An exploration of how lives torn apart during the Greek junta period still seek closure years later, "A Song Is Not Enough" aims high but falls short of its target. First feature by writer-director Elisavet Hronopoulou needs tightening by some 20 minutes to bring the central relationship into clearer focus.
An exploration of how lives torn apart during the Greek junta period still seek closure years later, “A Song Is Not Enough” aims high but falls short of its target. First feature by writer-director Elisavet Hronopoulou, who made a video docu, “Political Confinement in 20th Century Greece” three years ago, needs tightening by some 20 minutes to bring the central relationship into clearer focus. Amid the dramatic loose ends, there’s some good stuff here, and fine perfs, but pic takes too much for granted to work well with offshore auds.

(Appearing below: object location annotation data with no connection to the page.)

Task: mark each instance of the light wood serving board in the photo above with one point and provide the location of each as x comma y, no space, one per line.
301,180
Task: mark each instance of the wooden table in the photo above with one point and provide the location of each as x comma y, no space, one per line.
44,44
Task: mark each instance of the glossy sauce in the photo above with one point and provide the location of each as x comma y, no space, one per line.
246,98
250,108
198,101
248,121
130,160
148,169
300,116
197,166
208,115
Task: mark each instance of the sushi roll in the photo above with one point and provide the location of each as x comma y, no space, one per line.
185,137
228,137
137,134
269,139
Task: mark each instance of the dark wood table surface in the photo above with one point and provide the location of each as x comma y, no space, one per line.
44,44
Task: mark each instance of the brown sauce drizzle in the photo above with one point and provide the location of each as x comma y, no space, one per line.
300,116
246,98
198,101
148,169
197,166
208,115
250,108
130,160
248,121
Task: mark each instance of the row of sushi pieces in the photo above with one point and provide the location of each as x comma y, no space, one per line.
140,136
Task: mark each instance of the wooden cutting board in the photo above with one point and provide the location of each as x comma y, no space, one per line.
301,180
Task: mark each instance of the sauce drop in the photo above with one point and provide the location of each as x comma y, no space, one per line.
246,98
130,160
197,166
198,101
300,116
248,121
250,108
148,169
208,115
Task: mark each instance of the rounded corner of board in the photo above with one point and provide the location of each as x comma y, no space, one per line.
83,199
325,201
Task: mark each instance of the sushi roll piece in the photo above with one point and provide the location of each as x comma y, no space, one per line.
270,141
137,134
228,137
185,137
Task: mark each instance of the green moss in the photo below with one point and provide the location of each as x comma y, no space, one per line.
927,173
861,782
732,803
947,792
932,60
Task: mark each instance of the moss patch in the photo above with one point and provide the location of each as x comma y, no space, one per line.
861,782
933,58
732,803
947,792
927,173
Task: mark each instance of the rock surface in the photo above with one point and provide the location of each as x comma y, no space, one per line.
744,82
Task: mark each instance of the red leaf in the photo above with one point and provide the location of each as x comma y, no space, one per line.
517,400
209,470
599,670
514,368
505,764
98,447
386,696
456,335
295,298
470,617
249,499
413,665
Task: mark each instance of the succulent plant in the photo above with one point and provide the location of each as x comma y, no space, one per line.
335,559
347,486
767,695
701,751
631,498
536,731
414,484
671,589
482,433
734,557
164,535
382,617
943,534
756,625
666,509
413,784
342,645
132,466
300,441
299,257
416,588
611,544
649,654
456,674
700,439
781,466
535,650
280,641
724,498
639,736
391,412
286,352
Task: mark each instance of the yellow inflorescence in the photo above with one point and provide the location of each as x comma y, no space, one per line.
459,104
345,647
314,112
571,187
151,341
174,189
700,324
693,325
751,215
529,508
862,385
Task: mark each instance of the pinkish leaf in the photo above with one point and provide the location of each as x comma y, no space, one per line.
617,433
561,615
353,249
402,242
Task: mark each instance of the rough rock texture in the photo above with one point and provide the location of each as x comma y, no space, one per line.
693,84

Though it’s never directly explained — date captions should be added for non-Greek viewers — film’s two timeframes are the early ’70s, during the middle of right-wing military rule, and the early ’90s. Movie swings back and forth between the two periods, with B&W for the earlier material. Given the added problem of some characters not being immediately named or their relationships stated, initial reels are more than a tad confusing.
Main character in the ’90s strand is Olga (actress-singer Fotini Papadodima), a 28-year-old documaker working on a project about a former political prisoner. Her father, Manolis (Babis Yotopoulos), is a drunk, and lives at home with her, her partner and young child.
With no initial explanation, pic flashes back in monochrome to show an experimental theater troupe rehearsing a production. Femme star is Irini Halkiadaki (Gogo Brebou), who has a strong-minded 8-year-old daughter, Olga (Alexandra Karoni, in one of pic’s best performances), and an ex, Manolis (actor-songwriter Yannis Kokiasmenos), who pays her child-support and still comes ’round for drunken sex. Young Olga can’t stand him.
When Irini is imprisoned by the political police, Olga ends up staying at home with Manolis, and the kid starts to take a liking to him. Manolis, however, starts an affair with Irini’s best friend, Vasia (Anna Koutsaftiki), who then takes over Irini’s role in the theater production. When Irini is released (two years later, though again this isn’t stated on screen), Olga tells her mom she wants to live with her father.
Story is gradually resolved through the ’90s strand, set during the 24 hours prior to a new play in which the now middle-aged, diva-esque Irini (also Brebou) is starring. The big question is whether Olga, who’s now the same age her mom was when she was imprisoned, will attend the first night to patch things up.
Once the viewer sorts out what’s going on, and who’s who, opening reels sketch an interesting array of characters, with Brebou and Kokiasmenos showing good chemistry as the parents, and young Karoni providing strong thesping cement between the two. Though some characters remain underdeveloped, especially Vasia and Manolis’ father, these B&W scenes are far more involving than the color ’90s ones.
However, pic starts to lose its way once Irini is imprisoned. Lengthy jail scenes shift the focus too far away from the movie’s core. Final act, after her release, leads to an over-pat conclusion.
Performances by the large number of supporting thesps are fine down the line. The melancholy, drone-like score (by Kokiasmenos and Manolis Angelakis) is distinctive; less happy is the corny use of Beethoven’s Pastoral Symphony when Irini is released from stir.